This result fits both hypotheses perfectly: 1. Different data refers to differences, and the case that multiple data are in the same state is not considered. 2. Assume that the local optimum is taken several times, and the final result is the global optimum.
Future work will focus on creating practical algorithms for the general k-anonymity problem using the theoretical findings from this study. More particularly, it entails connecting and transforming the Restricted k-anonymity problem and the general k-anonymity problem in order to produce a new, efficient exact method and provide a superior approximate algorithm scheme.

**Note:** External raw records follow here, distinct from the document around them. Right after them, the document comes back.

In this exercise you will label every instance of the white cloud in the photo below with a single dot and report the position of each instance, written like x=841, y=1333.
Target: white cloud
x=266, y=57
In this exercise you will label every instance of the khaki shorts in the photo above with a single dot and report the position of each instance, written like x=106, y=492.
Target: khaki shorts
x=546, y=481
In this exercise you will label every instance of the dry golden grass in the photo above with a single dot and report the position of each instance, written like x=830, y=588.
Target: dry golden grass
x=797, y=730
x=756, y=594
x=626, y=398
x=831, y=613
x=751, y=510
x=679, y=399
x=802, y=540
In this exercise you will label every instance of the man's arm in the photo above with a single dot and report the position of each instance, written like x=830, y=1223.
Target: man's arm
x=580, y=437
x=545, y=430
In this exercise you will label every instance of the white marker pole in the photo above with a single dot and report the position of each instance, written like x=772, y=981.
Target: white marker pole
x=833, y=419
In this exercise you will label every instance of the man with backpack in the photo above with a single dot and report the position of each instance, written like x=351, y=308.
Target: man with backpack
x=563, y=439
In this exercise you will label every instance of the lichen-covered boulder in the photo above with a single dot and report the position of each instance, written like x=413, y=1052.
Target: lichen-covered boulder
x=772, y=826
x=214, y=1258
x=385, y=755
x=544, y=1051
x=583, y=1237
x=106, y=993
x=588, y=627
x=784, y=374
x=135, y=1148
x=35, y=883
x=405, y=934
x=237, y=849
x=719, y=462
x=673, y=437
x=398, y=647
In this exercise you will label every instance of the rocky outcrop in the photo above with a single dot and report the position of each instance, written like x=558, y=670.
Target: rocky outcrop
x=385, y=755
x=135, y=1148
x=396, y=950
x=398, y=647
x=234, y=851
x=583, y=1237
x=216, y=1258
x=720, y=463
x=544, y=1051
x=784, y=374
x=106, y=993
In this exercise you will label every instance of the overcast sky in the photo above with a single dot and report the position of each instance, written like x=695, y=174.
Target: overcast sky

We have fulfilled a number of unresolved issues on the subject by proving the hardness and viability of numerous strategies employed in database privacy. The conclusion is that, even in highly special instances, the majority of these problems are challenging to answer optimally; nevertheless, in some fascinating cases, these problems can be handled more quickly. Several intriguing unanswered problems explore potential workarounds for this intractability:
• -How close can the difficult problems be to being solved? The best known approximation approach for k-anonymity, presented by Park and Shim [13], for instance, only suppresses O(log k) times the ideal number of entries. When there are less attributes, may approximation ratios be improved?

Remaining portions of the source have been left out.